Best Paper Award

Speech Emotion Recognition by Combining Multiple Discriminators with Multiple Temporal Resolution Features[IEICE TRANS. INF. & SYST., VOL.J105–D, NO. 3 MARCH 2022 ]

Hiroshi FUJIMURA
Hiroshi FUJIMURA

Speech emotion recognition is a technique to identify the human emotion from input speech. In the field of call center operations, this technique is applied to the analysis of customer satisfaction or the retention risk of operators. Recently, the performance of speech recognition has improved dramatically with the development of deep learning, and it becomes important not only to transcribe speech but also to identify nonverbal information such as emotion.

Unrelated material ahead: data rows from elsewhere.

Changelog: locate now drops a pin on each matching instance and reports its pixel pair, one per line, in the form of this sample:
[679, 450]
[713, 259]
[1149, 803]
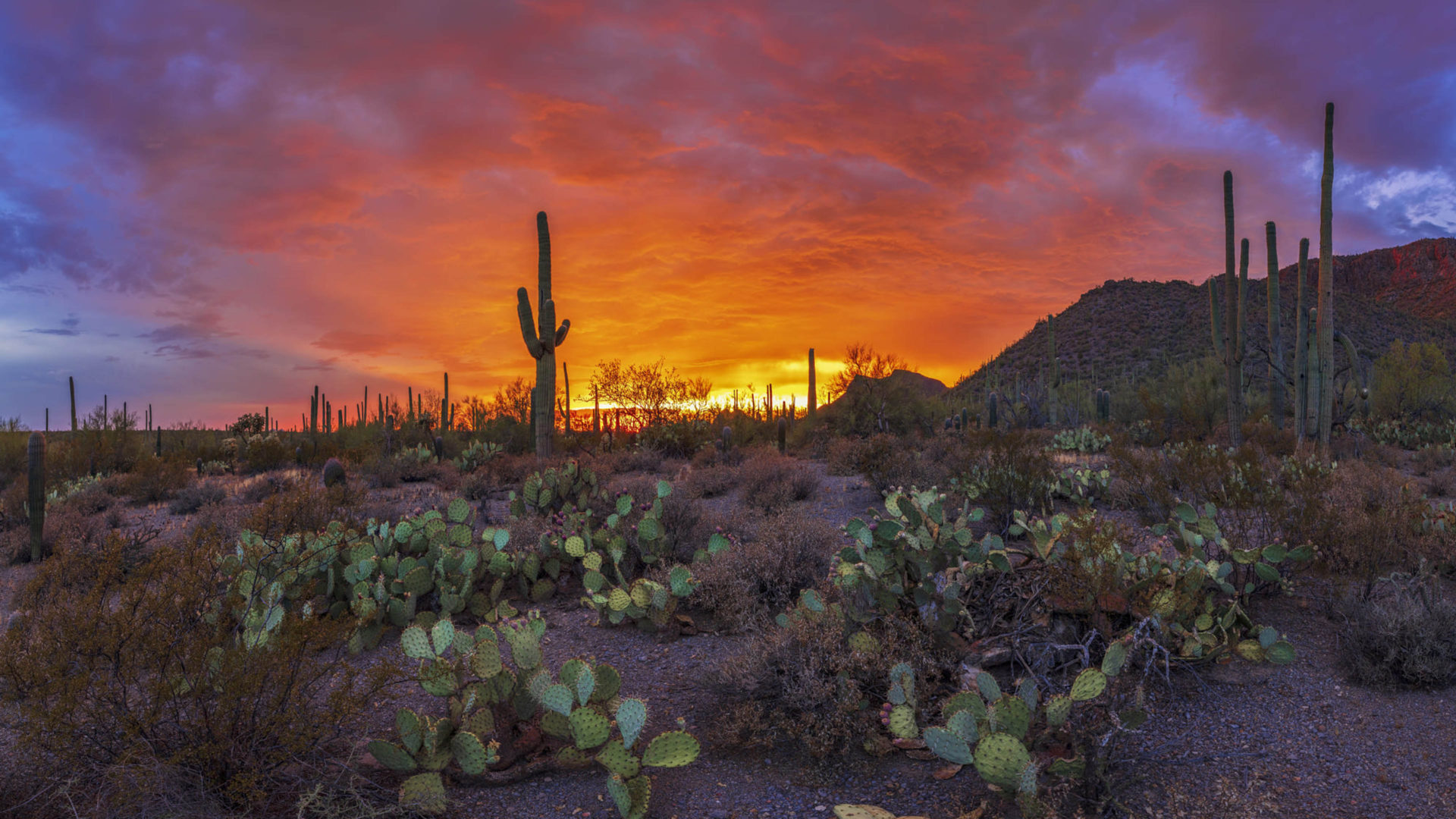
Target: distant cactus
[36, 504]
[542, 340]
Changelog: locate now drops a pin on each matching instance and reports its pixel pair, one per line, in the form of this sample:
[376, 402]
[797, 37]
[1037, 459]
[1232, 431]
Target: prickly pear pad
[672, 749]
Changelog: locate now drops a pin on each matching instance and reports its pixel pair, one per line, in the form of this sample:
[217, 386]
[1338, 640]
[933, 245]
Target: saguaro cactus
[542, 340]
[36, 502]
[1326, 321]
[1276, 334]
[1302, 346]
[1228, 328]
[813, 394]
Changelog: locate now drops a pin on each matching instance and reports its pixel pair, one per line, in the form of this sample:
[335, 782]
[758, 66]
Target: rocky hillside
[1131, 330]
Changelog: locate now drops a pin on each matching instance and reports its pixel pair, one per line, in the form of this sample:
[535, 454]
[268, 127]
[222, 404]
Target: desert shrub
[758, 579]
[155, 480]
[1006, 471]
[1373, 531]
[708, 482]
[1411, 384]
[124, 673]
[302, 507]
[265, 453]
[807, 684]
[1432, 458]
[1404, 635]
[843, 455]
[197, 496]
[772, 482]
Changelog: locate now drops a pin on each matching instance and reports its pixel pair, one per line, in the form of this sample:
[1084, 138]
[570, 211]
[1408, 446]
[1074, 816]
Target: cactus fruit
[1001, 760]
[672, 749]
[334, 472]
[36, 500]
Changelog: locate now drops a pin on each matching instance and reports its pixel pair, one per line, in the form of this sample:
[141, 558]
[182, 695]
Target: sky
[213, 207]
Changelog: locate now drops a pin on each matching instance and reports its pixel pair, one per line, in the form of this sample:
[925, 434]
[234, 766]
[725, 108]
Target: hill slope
[1131, 330]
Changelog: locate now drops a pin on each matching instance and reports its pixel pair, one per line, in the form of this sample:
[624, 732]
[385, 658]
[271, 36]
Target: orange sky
[213, 209]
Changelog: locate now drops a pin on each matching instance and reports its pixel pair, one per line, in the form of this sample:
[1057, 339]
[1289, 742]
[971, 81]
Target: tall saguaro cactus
[1276, 334]
[1228, 328]
[1302, 347]
[813, 394]
[542, 340]
[1326, 321]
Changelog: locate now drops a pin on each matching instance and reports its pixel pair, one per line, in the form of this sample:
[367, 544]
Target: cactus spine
[1276, 335]
[36, 503]
[1326, 321]
[542, 340]
[1228, 340]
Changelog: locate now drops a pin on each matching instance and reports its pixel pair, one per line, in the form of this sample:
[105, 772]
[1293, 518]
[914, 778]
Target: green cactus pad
[526, 649]
[672, 749]
[1280, 653]
[424, 793]
[573, 757]
[1114, 659]
[631, 719]
[617, 760]
[585, 686]
[1057, 710]
[948, 746]
[485, 662]
[1068, 768]
[443, 635]
[557, 725]
[408, 726]
[963, 725]
[1028, 780]
[1090, 684]
[1001, 758]
[588, 729]
[902, 722]
[607, 684]
[392, 757]
[471, 752]
[558, 698]
[987, 687]
[482, 723]
[631, 796]
[416, 643]
[1028, 692]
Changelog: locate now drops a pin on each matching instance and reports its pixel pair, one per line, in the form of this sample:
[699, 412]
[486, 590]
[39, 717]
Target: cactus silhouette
[542, 340]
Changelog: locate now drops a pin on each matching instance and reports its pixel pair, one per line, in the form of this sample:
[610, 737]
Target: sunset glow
[213, 209]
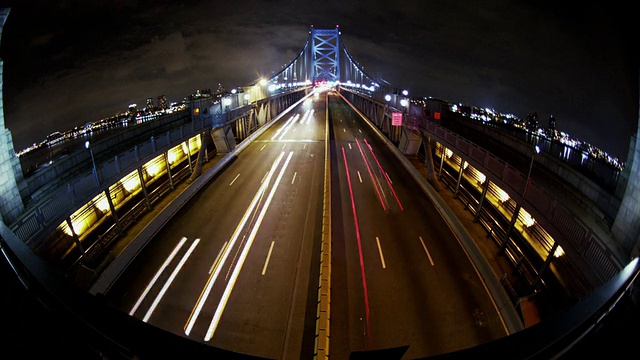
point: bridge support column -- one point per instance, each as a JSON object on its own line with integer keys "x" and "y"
{"x": 512, "y": 224}
{"x": 11, "y": 205}
{"x": 224, "y": 139}
{"x": 76, "y": 239}
{"x": 428, "y": 158}
{"x": 544, "y": 267}
{"x": 107, "y": 193}
{"x": 168, "y": 165}
{"x": 442, "y": 155}
{"x": 455, "y": 192}
{"x": 409, "y": 141}
{"x": 144, "y": 189}
{"x": 485, "y": 187}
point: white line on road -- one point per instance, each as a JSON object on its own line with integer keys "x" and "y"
{"x": 170, "y": 281}
{"x": 234, "y": 179}
{"x": 157, "y": 275}
{"x": 266, "y": 263}
{"x": 215, "y": 263}
{"x": 427, "y": 251}
{"x": 236, "y": 234}
{"x": 245, "y": 251}
{"x": 384, "y": 266}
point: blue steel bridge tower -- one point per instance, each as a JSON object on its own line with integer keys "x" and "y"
{"x": 323, "y": 58}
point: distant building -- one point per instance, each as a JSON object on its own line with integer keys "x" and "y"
{"x": 150, "y": 107}
{"x": 162, "y": 102}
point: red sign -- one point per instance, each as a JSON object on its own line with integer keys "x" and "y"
{"x": 396, "y": 119}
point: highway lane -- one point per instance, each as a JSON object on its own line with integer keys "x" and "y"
{"x": 400, "y": 277}
{"x": 242, "y": 273}
{"x": 245, "y": 274}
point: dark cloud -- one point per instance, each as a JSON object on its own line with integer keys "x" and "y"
{"x": 70, "y": 62}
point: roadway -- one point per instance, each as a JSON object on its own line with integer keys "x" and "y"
{"x": 237, "y": 268}
{"x": 400, "y": 276}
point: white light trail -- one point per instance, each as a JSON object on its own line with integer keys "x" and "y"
{"x": 157, "y": 275}
{"x": 170, "y": 281}
{"x": 227, "y": 291}
{"x": 266, "y": 262}
{"x": 207, "y": 289}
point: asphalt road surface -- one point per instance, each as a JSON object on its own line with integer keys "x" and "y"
{"x": 237, "y": 268}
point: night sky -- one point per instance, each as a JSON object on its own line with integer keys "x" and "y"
{"x": 69, "y": 62}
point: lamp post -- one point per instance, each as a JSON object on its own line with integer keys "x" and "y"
{"x": 93, "y": 161}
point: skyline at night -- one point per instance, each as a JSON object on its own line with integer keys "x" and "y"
{"x": 68, "y": 63}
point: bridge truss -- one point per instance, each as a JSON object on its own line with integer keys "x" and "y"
{"x": 323, "y": 59}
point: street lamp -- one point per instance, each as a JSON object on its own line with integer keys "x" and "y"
{"x": 93, "y": 161}
{"x": 536, "y": 151}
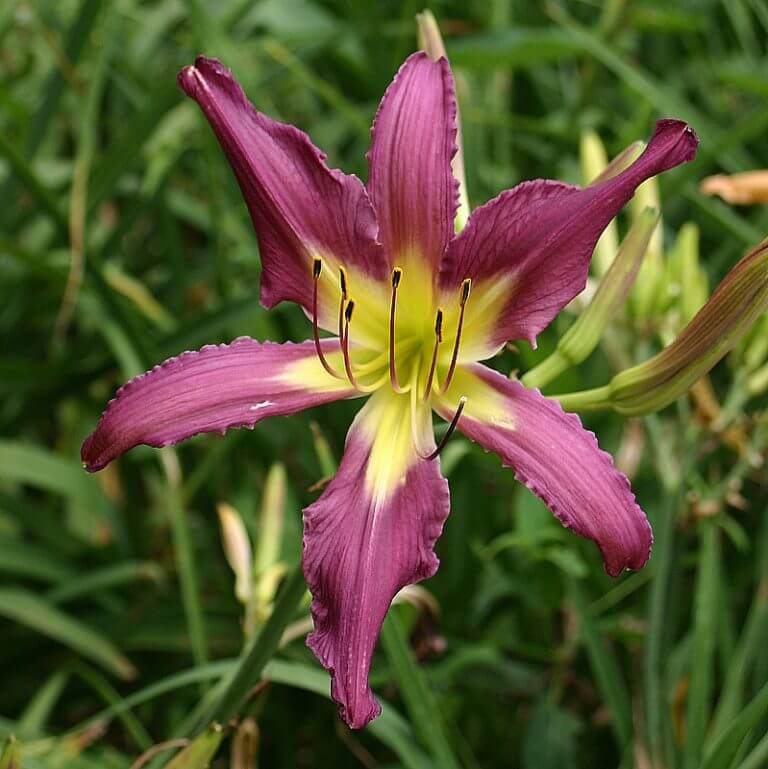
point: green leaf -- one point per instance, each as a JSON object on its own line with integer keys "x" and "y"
{"x": 42, "y": 617}
{"x": 419, "y": 698}
{"x": 727, "y": 746}
{"x": 198, "y": 754}
{"x": 551, "y": 738}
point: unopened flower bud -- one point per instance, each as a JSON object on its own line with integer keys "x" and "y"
{"x": 736, "y": 304}
{"x": 267, "y": 567}
{"x": 647, "y": 291}
{"x": 584, "y": 335}
{"x": 686, "y": 280}
{"x": 237, "y": 548}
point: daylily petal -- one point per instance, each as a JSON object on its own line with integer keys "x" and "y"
{"x": 219, "y": 387}
{"x": 300, "y": 208}
{"x": 528, "y": 250}
{"x": 371, "y": 533}
{"x": 557, "y": 459}
{"x": 410, "y": 180}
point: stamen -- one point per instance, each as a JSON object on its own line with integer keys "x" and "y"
{"x": 397, "y": 274}
{"x": 317, "y": 268}
{"x": 435, "y": 349}
{"x": 343, "y": 288}
{"x": 350, "y": 308}
{"x": 449, "y": 432}
{"x": 466, "y": 287}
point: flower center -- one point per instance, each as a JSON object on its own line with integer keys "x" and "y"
{"x": 412, "y": 359}
{"x": 417, "y": 355}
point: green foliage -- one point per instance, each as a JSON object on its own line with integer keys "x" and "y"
{"x": 124, "y": 240}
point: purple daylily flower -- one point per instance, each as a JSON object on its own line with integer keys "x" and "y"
{"x": 414, "y": 307}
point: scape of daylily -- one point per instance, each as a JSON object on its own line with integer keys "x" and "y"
{"x": 413, "y": 308}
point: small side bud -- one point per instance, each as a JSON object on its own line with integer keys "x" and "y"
{"x": 648, "y": 289}
{"x": 237, "y": 549}
{"x": 200, "y": 751}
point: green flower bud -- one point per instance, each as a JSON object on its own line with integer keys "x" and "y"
{"x": 687, "y": 285}
{"x": 200, "y": 751}
{"x": 649, "y": 286}
{"x": 583, "y": 336}
{"x": 736, "y": 304}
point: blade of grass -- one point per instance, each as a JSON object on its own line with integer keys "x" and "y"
{"x": 751, "y": 644}
{"x": 96, "y": 581}
{"x": 656, "y": 706}
{"x": 758, "y": 757}
{"x": 610, "y": 681}
{"x": 185, "y": 557}
{"x": 420, "y": 700}
{"x": 728, "y": 743}
{"x": 704, "y": 637}
{"x": 37, "y": 711}
{"x": 38, "y": 615}
{"x": 86, "y": 148}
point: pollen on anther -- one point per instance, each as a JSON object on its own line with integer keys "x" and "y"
{"x": 466, "y": 287}
{"x": 439, "y": 325}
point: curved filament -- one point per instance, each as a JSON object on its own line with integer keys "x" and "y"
{"x": 435, "y": 350}
{"x": 466, "y": 287}
{"x": 397, "y": 274}
{"x": 448, "y": 433}
{"x": 317, "y": 268}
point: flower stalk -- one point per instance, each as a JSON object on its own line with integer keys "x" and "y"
{"x": 584, "y": 335}
{"x": 737, "y": 303}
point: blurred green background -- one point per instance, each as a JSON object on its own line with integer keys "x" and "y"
{"x": 124, "y": 240}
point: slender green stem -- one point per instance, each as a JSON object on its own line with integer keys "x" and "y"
{"x": 258, "y": 653}
{"x": 550, "y": 368}
{"x": 596, "y": 399}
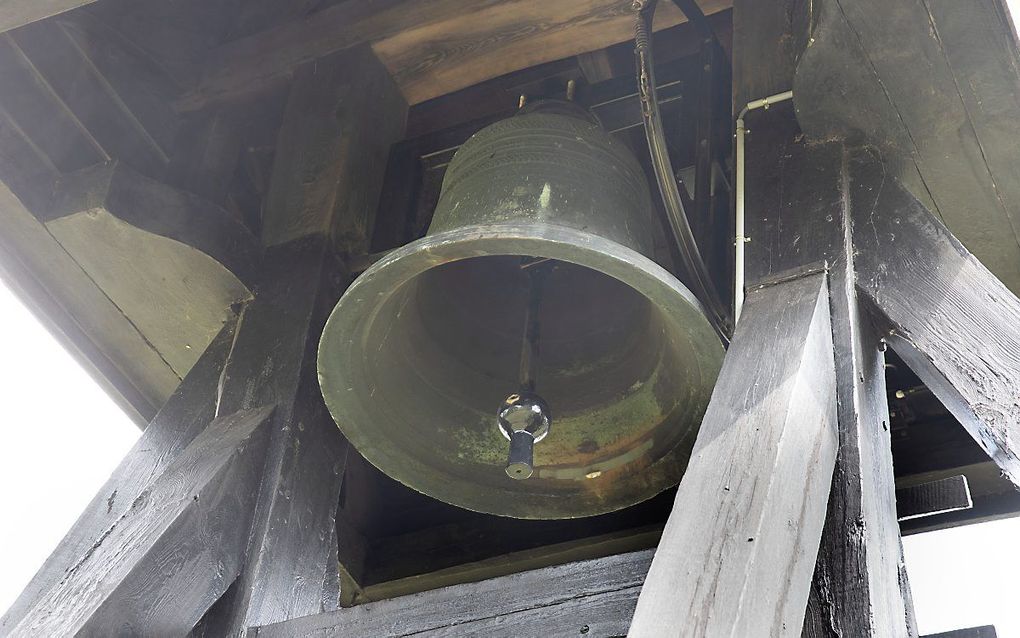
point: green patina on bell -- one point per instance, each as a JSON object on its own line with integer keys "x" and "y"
{"x": 423, "y": 348}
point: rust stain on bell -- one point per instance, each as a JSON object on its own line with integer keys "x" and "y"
{"x": 627, "y": 356}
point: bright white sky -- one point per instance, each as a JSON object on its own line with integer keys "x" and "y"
{"x": 62, "y": 436}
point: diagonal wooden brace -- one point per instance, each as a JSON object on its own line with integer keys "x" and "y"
{"x": 738, "y": 550}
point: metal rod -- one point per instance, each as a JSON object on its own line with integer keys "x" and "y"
{"x": 678, "y": 223}
{"x": 536, "y": 271}
{"x": 738, "y": 225}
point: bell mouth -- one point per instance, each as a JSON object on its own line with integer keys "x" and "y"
{"x": 417, "y": 355}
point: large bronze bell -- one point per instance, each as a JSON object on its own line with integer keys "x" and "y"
{"x": 530, "y": 311}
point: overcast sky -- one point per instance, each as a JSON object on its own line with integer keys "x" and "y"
{"x": 62, "y": 436}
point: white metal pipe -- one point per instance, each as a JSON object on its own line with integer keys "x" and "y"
{"x": 741, "y": 238}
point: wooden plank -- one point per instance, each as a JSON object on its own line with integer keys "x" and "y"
{"x": 291, "y": 569}
{"x": 759, "y": 479}
{"x": 571, "y": 594}
{"x": 432, "y": 47}
{"x": 466, "y": 47}
{"x": 173, "y": 263}
{"x": 187, "y": 412}
{"x": 14, "y": 13}
{"x": 172, "y": 551}
{"x": 56, "y": 287}
{"x": 83, "y": 90}
{"x": 931, "y": 498}
{"x": 343, "y": 114}
{"x": 797, "y": 214}
{"x": 290, "y": 549}
{"x": 948, "y": 316}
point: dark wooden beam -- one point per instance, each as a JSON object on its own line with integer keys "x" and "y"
{"x": 79, "y": 314}
{"x": 759, "y": 478}
{"x": 933, "y": 497}
{"x": 945, "y": 133}
{"x": 796, "y": 209}
{"x": 947, "y": 315}
{"x": 592, "y": 598}
{"x": 174, "y": 264}
{"x": 322, "y": 168}
{"x": 14, "y": 13}
{"x": 172, "y": 550}
{"x": 343, "y": 114}
{"x": 430, "y": 48}
{"x": 187, "y": 412}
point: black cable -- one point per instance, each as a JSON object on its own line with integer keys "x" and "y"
{"x": 701, "y": 282}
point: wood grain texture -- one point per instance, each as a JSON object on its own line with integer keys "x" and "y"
{"x": 552, "y": 601}
{"x": 14, "y": 13}
{"x": 948, "y": 316}
{"x": 291, "y": 548}
{"x": 172, "y": 551}
{"x": 985, "y": 631}
{"x": 797, "y": 210}
{"x": 933, "y": 86}
{"x": 65, "y": 56}
{"x": 431, "y": 47}
{"x": 934, "y": 497}
{"x": 187, "y": 412}
{"x": 173, "y": 263}
{"x": 759, "y": 479}
{"x": 318, "y": 175}
{"x": 343, "y": 114}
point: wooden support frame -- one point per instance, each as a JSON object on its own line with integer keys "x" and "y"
{"x": 759, "y": 477}
{"x": 175, "y": 543}
{"x": 946, "y": 314}
{"x": 14, "y": 13}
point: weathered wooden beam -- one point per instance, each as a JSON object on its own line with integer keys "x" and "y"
{"x": 79, "y": 314}
{"x": 947, "y": 315}
{"x": 343, "y": 114}
{"x": 985, "y": 631}
{"x": 945, "y": 133}
{"x": 173, "y": 263}
{"x": 172, "y": 550}
{"x": 759, "y": 479}
{"x": 430, "y": 48}
{"x": 591, "y": 598}
{"x": 186, "y": 413}
{"x": 933, "y": 497}
{"x": 14, "y": 13}
{"x": 797, "y": 214}
{"x": 110, "y": 91}
{"x": 291, "y": 570}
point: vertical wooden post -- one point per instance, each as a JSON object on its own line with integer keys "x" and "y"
{"x": 799, "y": 212}
{"x": 343, "y": 114}
{"x": 186, "y": 414}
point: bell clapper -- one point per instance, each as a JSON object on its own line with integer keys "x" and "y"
{"x": 524, "y": 418}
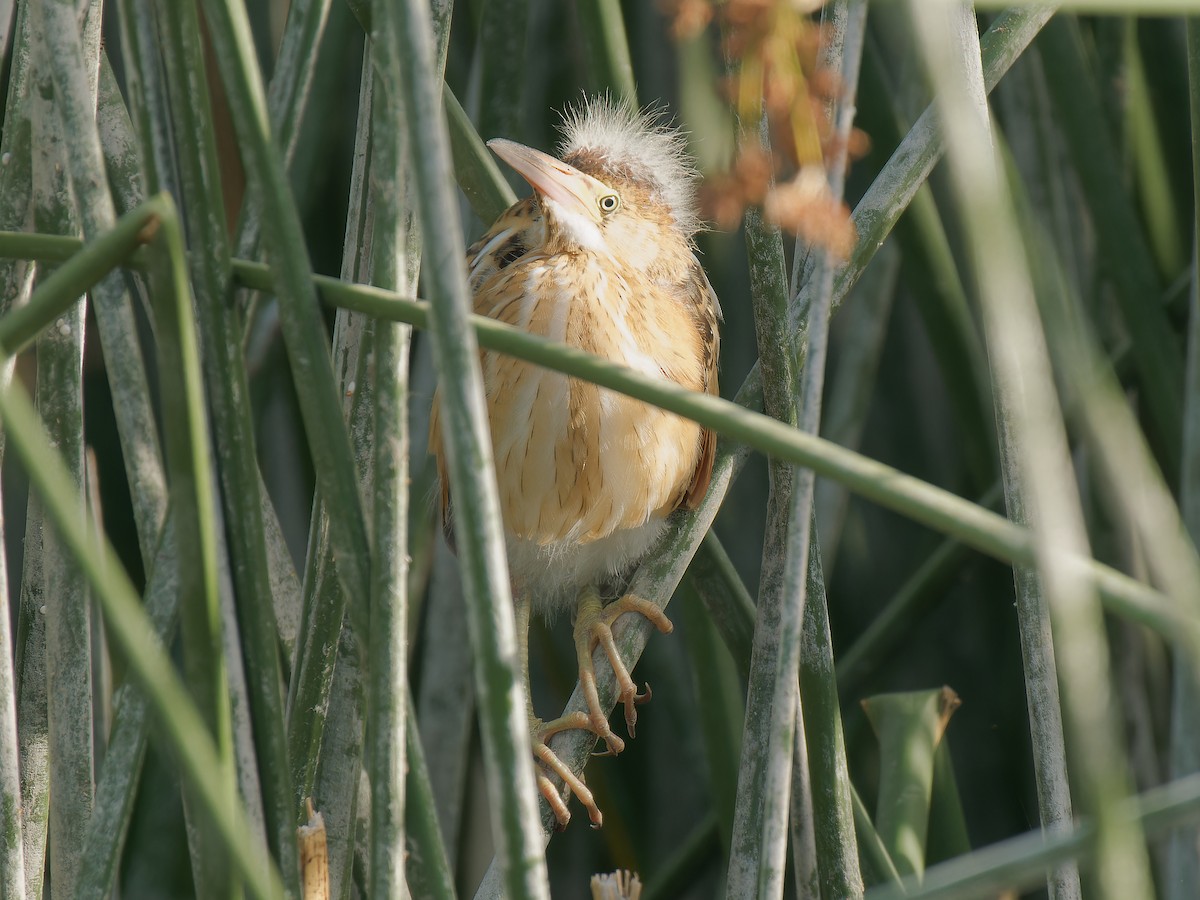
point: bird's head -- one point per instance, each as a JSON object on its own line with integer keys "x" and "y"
{"x": 622, "y": 185}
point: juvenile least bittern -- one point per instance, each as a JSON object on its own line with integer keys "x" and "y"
{"x": 601, "y": 257}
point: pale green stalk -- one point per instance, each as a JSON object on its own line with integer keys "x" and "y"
{"x": 391, "y": 267}
{"x": 604, "y": 33}
{"x": 1024, "y": 382}
{"x": 67, "y": 611}
{"x": 1021, "y": 862}
{"x": 233, "y": 429}
{"x": 1183, "y": 851}
{"x": 467, "y": 445}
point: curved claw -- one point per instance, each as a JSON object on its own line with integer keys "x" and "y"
{"x": 593, "y": 628}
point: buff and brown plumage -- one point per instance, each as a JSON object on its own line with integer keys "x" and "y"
{"x": 603, "y": 258}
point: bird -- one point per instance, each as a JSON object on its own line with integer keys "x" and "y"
{"x": 601, "y": 257}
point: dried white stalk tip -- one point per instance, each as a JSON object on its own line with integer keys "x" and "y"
{"x": 621, "y": 885}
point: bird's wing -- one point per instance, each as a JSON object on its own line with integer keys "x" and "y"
{"x": 519, "y": 228}
{"x": 708, "y": 313}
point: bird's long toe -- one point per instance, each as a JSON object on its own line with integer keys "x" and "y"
{"x": 593, "y": 628}
{"x": 541, "y": 732}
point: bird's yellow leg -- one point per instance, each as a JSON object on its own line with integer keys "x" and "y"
{"x": 540, "y": 732}
{"x": 593, "y": 628}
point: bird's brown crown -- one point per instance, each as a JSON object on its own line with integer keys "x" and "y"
{"x": 633, "y": 151}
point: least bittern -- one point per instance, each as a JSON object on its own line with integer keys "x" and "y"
{"x": 603, "y": 258}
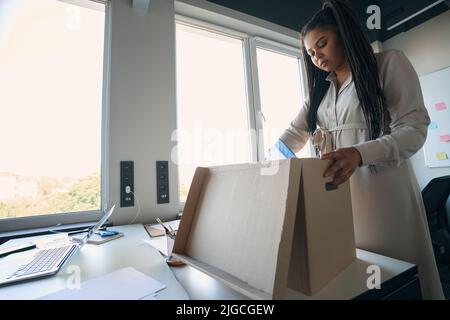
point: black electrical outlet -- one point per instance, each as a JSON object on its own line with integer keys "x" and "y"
{"x": 162, "y": 182}
{"x": 126, "y": 183}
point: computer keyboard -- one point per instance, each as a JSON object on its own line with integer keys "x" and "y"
{"x": 45, "y": 260}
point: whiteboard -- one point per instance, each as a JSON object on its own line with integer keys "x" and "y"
{"x": 436, "y": 94}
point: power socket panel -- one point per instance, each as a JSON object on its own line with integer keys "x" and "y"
{"x": 162, "y": 182}
{"x": 126, "y": 182}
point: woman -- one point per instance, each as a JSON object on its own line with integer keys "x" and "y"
{"x": 369, "y": 109}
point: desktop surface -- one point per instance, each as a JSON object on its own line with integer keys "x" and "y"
{"x": 186, "y": 282}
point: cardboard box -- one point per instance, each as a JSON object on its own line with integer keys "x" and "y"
{"x": 261, "y": 230}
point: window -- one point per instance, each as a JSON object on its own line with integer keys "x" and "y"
{"x": 51, "y": 74}
{"x": 281, "y": 95}
{"x": 235, "y": 96}
{"x": 212, "y": 107}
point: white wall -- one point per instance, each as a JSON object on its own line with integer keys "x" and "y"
{"x": 428, "y": 48}
{"x": 142, "y": 112}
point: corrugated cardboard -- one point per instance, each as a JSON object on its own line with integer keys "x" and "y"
{"x": 262, "y": 233}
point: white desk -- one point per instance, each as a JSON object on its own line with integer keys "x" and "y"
{"x": 96, "y": 260}
{"x": 130, "y": 250}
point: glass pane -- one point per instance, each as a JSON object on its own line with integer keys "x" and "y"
{"x": 211, "y": 102}
{"x": 51, "y": 64}
{"x": 281, "y": 94}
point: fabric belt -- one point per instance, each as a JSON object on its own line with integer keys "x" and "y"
{"x": 323, "y": 139}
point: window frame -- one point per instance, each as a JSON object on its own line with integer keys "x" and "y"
{"x": 9, "y": 225}
{"x": 250, "y": 43}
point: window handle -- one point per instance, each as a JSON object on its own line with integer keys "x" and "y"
{"x": 262, "y": 115}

This paper proposes a novel emotion recognition method that extracts spectral features with multiple window lengths and integrates them using boosting. The proposed method can select appropriate window lengths adaptively according to the emotion. The extracted spectral features are converted into hidden representations using deep learning models, and then integrated via boosting to produce the emotion label. For a boosting algorithm, the authors use a gradient boosting decision tree to solve the problem of a limited amount of training data. Moreover, to integrate features effectively, the authors also propose a median-value feature that represents a comparison with the median value for each dimension. Through comprehensive experiments on EmoDB and RAVDESS databases, the authors showed the effectiveness of the proposed method. Moreover, the experiments suggest that an appropriate window length is dependent on the language, and they achieved state-of-the-art performance on RAVDESS. Furthermore, the authors showed the detailed analysis for each emotion label, which highly contributes to the community.

As the authors say in the paper, this method can be combined with convolutional neural network-based methods for further performance improvement. For these reasons, this paper is worthy to receive the IEICE Best Paper Award.